Но тут же становилось стыдно перед собой от таких желаний — он почувствовал, как в краску кинуло, хотя за сотни километров вокруг и духу человеческого близко не было. Размечтался, как мальчишка, на остров захотелось, а с чего бы, спрашивается, с какой стати? И это он смеет так грезить, он, повязанный по рукам и ногам всей жизнью, семьёй, детьми, работой, железной дорогой, наконец, сарозеками, к которым прирос, сам того не замечая, душой и телом… Да и нужен ли он Зарипе, пусть худо ей, конечно, но почему он должен мнить о себе такое, почему он должен быть ей мил? Насчёт ребят он не сомневался — он в них души не чаял, и они тянулись к нему. А с чего Зарипа стала бы того желать?! Да и имеет ли он на то право, чтобы так думать, когда жизнь давно поставила его крепко-накрепко на место, где ему наверняка пребывать до скончания дней…
Буранный Каранар шёл знакомой тропой, много раз хоженной, и, зная, сколько ещё предстоит пути, без принуждений со стороны хозяина трусил ходкой пробежкой, покрикивая и тяжко постанывая на бегу, покрывая резвым шагом немеренные сарозекские расстояния, по весенним увалам, логам, мимо иссохшего некогда солёного озера. А Едигей, сидя на нём, страдал, занятый собою… И настолько переполняли его эти противоречивые чувства, что не находил он себе места и душа его не находила приюта в немеренных пространствах Сары-Озеков… Так непосильно было ему…

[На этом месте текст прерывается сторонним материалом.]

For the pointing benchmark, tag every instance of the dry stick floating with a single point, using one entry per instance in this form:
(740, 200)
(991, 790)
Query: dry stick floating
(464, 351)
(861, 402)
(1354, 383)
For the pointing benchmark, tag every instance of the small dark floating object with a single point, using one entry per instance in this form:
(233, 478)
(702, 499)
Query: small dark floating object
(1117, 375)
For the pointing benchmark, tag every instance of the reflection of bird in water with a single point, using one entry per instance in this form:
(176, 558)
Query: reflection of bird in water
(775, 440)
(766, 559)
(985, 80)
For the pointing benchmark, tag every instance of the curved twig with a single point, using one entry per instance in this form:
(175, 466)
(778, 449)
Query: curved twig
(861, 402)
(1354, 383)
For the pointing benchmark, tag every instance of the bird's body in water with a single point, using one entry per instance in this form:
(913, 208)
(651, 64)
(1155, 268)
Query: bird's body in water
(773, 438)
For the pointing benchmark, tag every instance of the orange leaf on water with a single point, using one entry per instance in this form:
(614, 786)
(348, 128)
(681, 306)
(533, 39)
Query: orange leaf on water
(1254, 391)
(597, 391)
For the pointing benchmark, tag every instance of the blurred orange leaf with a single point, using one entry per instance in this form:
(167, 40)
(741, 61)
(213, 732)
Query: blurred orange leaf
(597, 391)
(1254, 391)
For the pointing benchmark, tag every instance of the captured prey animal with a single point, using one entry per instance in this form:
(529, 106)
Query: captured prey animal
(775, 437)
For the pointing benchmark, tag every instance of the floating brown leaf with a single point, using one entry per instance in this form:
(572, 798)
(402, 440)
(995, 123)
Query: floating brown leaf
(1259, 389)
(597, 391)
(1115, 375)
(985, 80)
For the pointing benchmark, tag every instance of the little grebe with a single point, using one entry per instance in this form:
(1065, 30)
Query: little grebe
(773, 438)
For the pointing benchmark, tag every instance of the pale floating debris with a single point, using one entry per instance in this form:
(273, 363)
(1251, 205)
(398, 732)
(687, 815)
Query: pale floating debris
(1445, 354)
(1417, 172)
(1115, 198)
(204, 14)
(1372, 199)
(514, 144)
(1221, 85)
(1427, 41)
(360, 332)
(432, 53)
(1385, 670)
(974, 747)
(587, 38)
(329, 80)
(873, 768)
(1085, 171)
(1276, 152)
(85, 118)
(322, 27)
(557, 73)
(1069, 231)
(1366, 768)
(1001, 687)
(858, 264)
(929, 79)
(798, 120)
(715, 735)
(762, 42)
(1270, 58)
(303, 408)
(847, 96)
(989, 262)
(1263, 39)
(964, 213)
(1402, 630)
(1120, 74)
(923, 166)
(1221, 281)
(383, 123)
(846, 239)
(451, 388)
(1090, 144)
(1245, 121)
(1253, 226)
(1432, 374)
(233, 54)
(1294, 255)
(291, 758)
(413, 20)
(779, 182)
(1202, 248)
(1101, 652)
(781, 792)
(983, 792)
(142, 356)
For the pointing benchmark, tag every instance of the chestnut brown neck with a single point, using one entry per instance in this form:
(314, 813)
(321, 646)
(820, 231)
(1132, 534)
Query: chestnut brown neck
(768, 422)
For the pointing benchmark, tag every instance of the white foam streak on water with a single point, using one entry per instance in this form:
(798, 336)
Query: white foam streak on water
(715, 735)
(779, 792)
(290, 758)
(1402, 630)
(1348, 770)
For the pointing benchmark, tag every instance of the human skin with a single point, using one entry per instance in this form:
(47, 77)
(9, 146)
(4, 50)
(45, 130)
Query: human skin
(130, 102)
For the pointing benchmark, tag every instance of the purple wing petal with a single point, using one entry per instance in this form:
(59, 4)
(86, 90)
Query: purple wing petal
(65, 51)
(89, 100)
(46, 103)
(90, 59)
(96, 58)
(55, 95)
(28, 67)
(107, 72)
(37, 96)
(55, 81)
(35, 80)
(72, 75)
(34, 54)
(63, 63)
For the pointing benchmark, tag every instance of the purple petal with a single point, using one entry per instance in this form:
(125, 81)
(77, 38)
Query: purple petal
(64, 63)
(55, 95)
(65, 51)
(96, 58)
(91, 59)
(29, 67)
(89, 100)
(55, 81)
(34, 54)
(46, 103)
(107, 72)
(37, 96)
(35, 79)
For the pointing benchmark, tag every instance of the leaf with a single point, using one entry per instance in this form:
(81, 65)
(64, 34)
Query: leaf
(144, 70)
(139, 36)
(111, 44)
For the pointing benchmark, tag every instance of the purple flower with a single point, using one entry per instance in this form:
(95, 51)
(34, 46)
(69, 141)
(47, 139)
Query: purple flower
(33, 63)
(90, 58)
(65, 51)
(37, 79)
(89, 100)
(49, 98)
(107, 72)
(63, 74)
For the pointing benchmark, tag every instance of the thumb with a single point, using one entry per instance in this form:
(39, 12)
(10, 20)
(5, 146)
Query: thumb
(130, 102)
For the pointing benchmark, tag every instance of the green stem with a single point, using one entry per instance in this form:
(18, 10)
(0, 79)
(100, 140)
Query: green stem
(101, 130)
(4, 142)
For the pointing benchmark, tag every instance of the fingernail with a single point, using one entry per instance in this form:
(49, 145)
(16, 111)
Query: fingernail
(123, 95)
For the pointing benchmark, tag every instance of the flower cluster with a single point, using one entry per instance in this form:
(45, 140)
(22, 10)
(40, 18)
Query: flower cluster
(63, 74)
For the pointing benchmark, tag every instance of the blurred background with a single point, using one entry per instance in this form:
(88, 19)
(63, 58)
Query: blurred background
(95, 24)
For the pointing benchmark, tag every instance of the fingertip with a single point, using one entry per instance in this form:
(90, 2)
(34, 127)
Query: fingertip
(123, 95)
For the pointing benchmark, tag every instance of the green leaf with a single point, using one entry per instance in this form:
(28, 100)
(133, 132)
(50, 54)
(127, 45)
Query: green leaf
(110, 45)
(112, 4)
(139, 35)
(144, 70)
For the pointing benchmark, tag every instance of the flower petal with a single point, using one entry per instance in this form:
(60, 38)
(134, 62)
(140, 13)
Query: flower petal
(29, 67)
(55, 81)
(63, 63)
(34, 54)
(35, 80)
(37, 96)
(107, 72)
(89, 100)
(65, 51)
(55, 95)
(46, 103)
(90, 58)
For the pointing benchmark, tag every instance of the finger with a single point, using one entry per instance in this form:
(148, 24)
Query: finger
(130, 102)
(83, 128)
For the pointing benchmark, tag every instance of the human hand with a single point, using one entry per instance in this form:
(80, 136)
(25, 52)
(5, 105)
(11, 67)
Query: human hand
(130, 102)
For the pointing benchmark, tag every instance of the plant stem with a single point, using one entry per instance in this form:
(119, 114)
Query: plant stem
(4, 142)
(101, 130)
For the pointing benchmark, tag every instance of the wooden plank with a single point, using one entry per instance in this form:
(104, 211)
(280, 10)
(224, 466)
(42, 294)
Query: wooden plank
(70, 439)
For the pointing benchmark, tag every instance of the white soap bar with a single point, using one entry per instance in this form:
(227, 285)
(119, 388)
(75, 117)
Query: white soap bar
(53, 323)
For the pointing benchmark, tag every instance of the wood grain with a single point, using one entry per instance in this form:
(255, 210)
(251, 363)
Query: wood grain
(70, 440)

С этими настроениями прибыл он в Кумбель. Хотелось, конечно, чтобы Зарипа получила наконец ответы на свои письма от родственников, но при мысли, что родственники могут приехать за осиротевшей семьёй и увезти её в свои края или вызвать к себе, Едигею становилось совсем плохо. На почте в окошечке до востребования ему опять ответили, что никаких писем для Зарипы Куттыбаевой не прибывало. И он неожиданно для себя обрадовался этому. Мелькнула даже какая-то нехорошая, дикая мысль против совести: «Вот и хорошо, что нет». Потом он добросовестно выполнил её поручение — отправил три телеграммы по трём адресам. С тем вернулся к вечеру…
Весна тем временем сменялась летом. Уже пожухли, повыгорели сарозеки. Отошла трава-мурава, как тихий сон. Жёлтая степь снова стала жёлтой. Накалялся воздух, день ото дня приближалась жаркая пора. А от родственников Куттыбаевых всё так же не было ни слуху ни духу. Нет, не откликнулись они ни на письма, ни на телеграммы. А поезда катились через Боранлы-Буранный, и жизнь текла своим чередом…
Зарипа уже и не ждала ответов, поняла, что нечего рассчитывать на помощь родных, что не стоит обременять их больше письмами и призывами о помощи… И, убеждаясь в этом, женщина впадала в молчаливое отчаяние — куда было двинуться теперь, как быть?.. Как сказать детям об их отце, с чего начинать, как перестраивать сокрушённую жизнь? Ответа пока не находила.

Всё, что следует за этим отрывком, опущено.